Лелька выходит, не взглянув на меня. Это потом я узнаю, как ее допрашивали на Гороховой, читали мои показания о «террористических разговорах» с ней во время убийства Кирова. А когда Лелька таких разговоров вспомнить не могла, ее заперли в комнате и пригрозили, что не выйдeт оттуда прежде, чем не «вспомнит». Она просидела там до позднего вечера и в конце концов «вспомнила».
Ну а если бы «не вспомнила»? Изменило бы это мою судьбу? Вряд ли. А ее? Она была уже на последнем курсе химического института, комсомолка. Могу ли я осуждать Лельку? Тем более что сама, по собственной глупости запутала ее в свое дело.
Через многие годы, после реабилитации, мы с ней снова сблизились, конечно, не так, как в дни нашей юной дружбы, но моего дела и суда никогда не касались. И про жизнь мою в лагерях она тоже ничего не хотела слышать.
Следующим свидетелем оказался Гладкий, мой бывший начальник на маршруте «Беломорканала». Там он превозносил до небес мои экскурсоводческие и литературные таланты, дружески болтал со мной при каждой встрече и чуть ли не умолял на будущий год ехать только на его маршрут.

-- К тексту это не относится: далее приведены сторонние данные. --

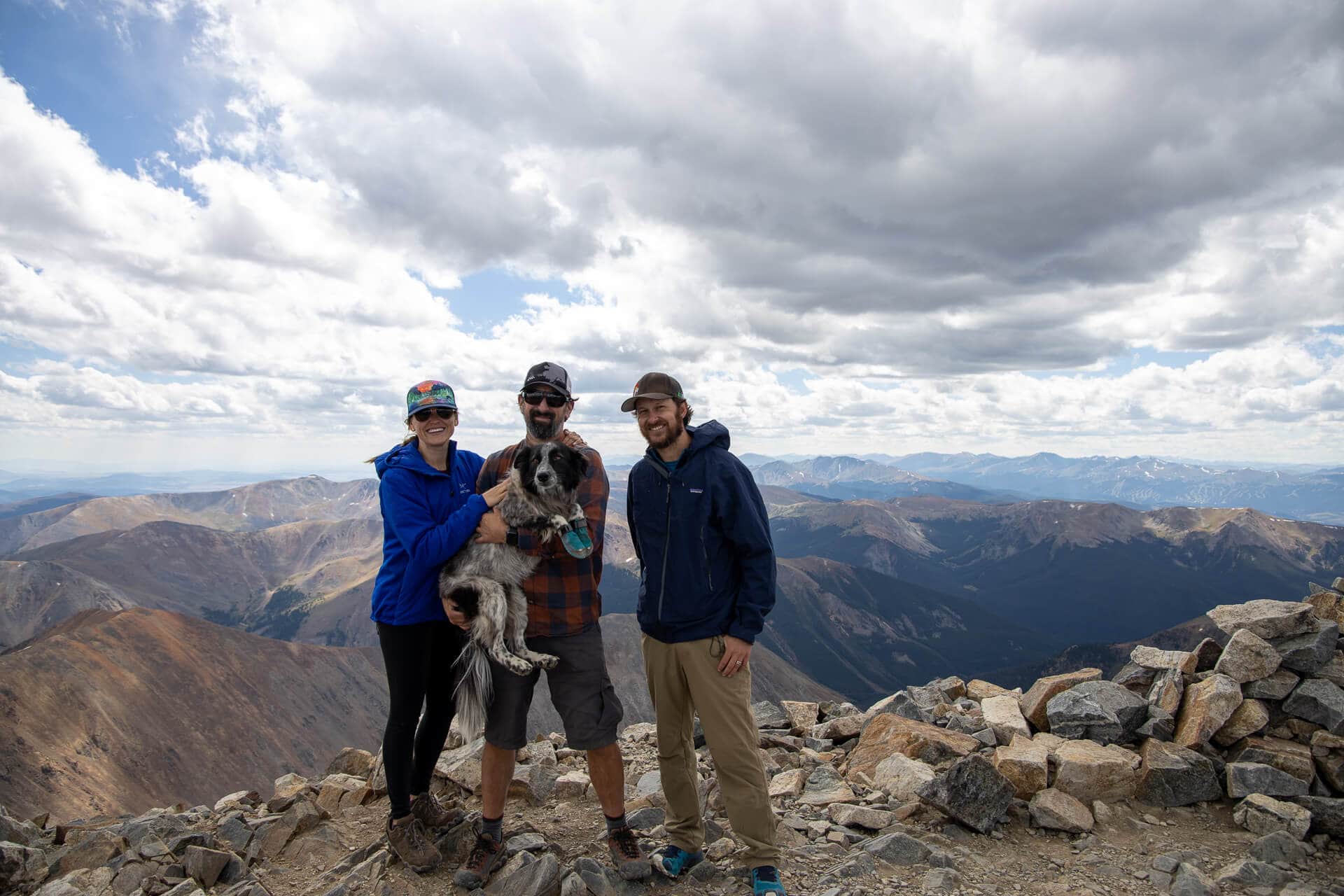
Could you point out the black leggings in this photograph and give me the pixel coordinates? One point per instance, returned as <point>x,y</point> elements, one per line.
<point>420,672</point>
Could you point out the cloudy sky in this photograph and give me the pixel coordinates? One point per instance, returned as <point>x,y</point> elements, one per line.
<point>234,232</point>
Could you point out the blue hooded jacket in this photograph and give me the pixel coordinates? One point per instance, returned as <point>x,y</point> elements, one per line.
<point>704,540</point>
<point>428,516</point>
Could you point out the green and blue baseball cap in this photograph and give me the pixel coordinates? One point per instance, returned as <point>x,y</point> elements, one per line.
<point>429,394</point>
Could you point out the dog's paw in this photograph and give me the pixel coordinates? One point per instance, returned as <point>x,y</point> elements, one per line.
<point>517,665</point>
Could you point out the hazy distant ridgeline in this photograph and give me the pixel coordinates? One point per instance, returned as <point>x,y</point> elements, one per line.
<point>1316,495</point>
<point>239,510</point>
<point>907,586</point>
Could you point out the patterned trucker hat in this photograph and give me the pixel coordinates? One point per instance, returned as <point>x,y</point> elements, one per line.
<point>549,374</point>
<point>429,394</point>
<point>654,384</point>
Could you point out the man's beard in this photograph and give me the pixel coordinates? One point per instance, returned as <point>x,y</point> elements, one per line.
<point>545,430</point>
<point>671,433</point>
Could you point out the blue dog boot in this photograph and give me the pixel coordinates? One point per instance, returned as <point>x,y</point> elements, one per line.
<point>673,860</point>
<point>577,542</point>
<point>766,880</point>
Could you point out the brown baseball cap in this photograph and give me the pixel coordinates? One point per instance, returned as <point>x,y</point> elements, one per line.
<point>654,384</point>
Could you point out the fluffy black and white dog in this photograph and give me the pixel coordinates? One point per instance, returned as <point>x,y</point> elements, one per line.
<point>486,580</point>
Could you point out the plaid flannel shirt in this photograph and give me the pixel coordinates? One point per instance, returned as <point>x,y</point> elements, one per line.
<point>562,596</point>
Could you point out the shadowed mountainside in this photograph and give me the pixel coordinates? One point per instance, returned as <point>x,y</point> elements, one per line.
<point>869,634</point>
<point>1065,568</point>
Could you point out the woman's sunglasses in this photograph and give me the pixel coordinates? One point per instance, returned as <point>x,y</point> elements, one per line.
<point>550,398</point>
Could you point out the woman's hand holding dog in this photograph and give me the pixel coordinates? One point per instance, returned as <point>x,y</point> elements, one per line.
<point>496,492</point>
<point>491,530</point>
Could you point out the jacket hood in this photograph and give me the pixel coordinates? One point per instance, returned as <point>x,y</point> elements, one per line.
<point>711,433</point>
<point>407,456</point>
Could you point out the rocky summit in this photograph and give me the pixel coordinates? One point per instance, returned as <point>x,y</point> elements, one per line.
<point>1202,773</point>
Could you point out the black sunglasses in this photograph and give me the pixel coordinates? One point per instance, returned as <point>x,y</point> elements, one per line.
<point>550,398</point>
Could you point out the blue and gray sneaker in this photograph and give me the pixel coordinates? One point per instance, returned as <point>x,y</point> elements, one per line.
<point>673,860</point>
<point>766,880</point>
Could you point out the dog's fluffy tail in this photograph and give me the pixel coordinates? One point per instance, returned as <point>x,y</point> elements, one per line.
<point>473,691</point>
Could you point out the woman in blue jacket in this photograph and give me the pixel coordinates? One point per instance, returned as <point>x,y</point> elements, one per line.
<point>430,510</point>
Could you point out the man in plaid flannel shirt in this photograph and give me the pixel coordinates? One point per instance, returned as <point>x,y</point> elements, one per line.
<point>564,606</point>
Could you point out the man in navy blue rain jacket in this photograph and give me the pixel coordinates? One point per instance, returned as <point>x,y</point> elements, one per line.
<point>706,583</point>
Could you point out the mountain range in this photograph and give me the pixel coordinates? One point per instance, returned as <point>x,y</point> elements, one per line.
<point>118,711</point>
<point>296,559</point>
<point>134,614</point>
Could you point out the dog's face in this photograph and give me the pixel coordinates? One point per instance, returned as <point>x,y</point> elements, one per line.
<point>468,601</point>
<point>550,469</point>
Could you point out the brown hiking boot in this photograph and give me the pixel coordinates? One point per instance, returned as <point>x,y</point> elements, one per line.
<point>626,856</point>
<point>435,814</point>
<point>412,846</point>
<point>486,855</point>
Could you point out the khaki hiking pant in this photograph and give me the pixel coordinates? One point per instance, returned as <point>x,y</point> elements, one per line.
<point>685,680</point>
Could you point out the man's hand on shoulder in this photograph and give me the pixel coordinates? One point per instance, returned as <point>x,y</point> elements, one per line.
<point>737,654</point>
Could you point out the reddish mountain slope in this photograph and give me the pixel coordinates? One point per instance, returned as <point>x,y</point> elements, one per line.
<point>147,707</point>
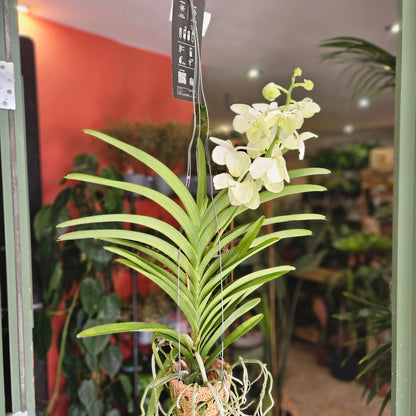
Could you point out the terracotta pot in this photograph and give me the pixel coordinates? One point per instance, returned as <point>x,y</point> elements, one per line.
<point>187,401</point>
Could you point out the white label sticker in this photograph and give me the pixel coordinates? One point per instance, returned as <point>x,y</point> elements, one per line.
<point>7,93</point>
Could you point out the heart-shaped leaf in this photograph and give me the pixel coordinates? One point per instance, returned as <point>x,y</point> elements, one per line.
<point>109,309</point>
<point>87,392</point>
<point>95,345</point>
<point>111,360</point>
<point>92,291</point>
<point>97,409</point>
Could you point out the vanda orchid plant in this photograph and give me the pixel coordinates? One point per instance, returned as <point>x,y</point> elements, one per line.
<point>192,263</point>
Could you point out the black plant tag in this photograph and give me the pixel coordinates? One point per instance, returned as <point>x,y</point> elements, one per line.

В конце сезона он рекомендовал меня на курсы усовершенствования экскурсоводов.
Здесь Гладкого как будто подменили. Он держал себя уверенно и развязно, не стесняясь, смотрел на меня в упор. Ведь он и сам был прокурор!
— Федорова была отличным экскурсоводом, — заявил он. — Поверьте, товарищи судьи, что если бы она в своих лекциях (а я их контролировал) допустила хотя бы один антисоветский выпад, то оказалась бы здесь год тому назад.
У меня кольнуло в сердце от дурного предчувствия…
Гладкий продолжал:
— Но вот просматривал я гранки туристического справочника, который было поручено составить Федоровой, и взяли меня сомнения… Было ли это простым недопониманием? Вот тут есть место… Разрешите зачитать?
Ему разрешают, и он зачитывает что-то насчет сооружения канала, о какой-то пострадавшей деревне, целиком затопленной, жителей которой пришлось переселить в другие места.
— Тут явно чувствуется нездоровый душок: сочувствие мелкообывательскому крохоборству. Я в рукописи отметил. И еще есть несколько таких скользких местечек и мыслей. Справочник должен подлежать солидной, очень солидной переработке и, скорее всего, вообще не выйдет.
Очень довольный своей бдительностью и дальновидностью, мой «свидетель» также поведал суду о том, что Федорова ратует за «врастание кулака в социализм», что она пыталась «протащить» эти идеи… в справочник для туристов, но он, Гладкий, вовремя это заметил.
Я была поражена, увидев вместо добродушного и всегда доброжелательного Льва Самуиловича совершенно другого человека… Таков был мой второй «свидетель», на которого я ссылалась как на человека, который может заверить, что я не способна быть преступницей!
Гладкого отпускают, не спрашивая меня, согласна ли я с мнением свидетеля.
Приглашают третьего и последнего — Ганина.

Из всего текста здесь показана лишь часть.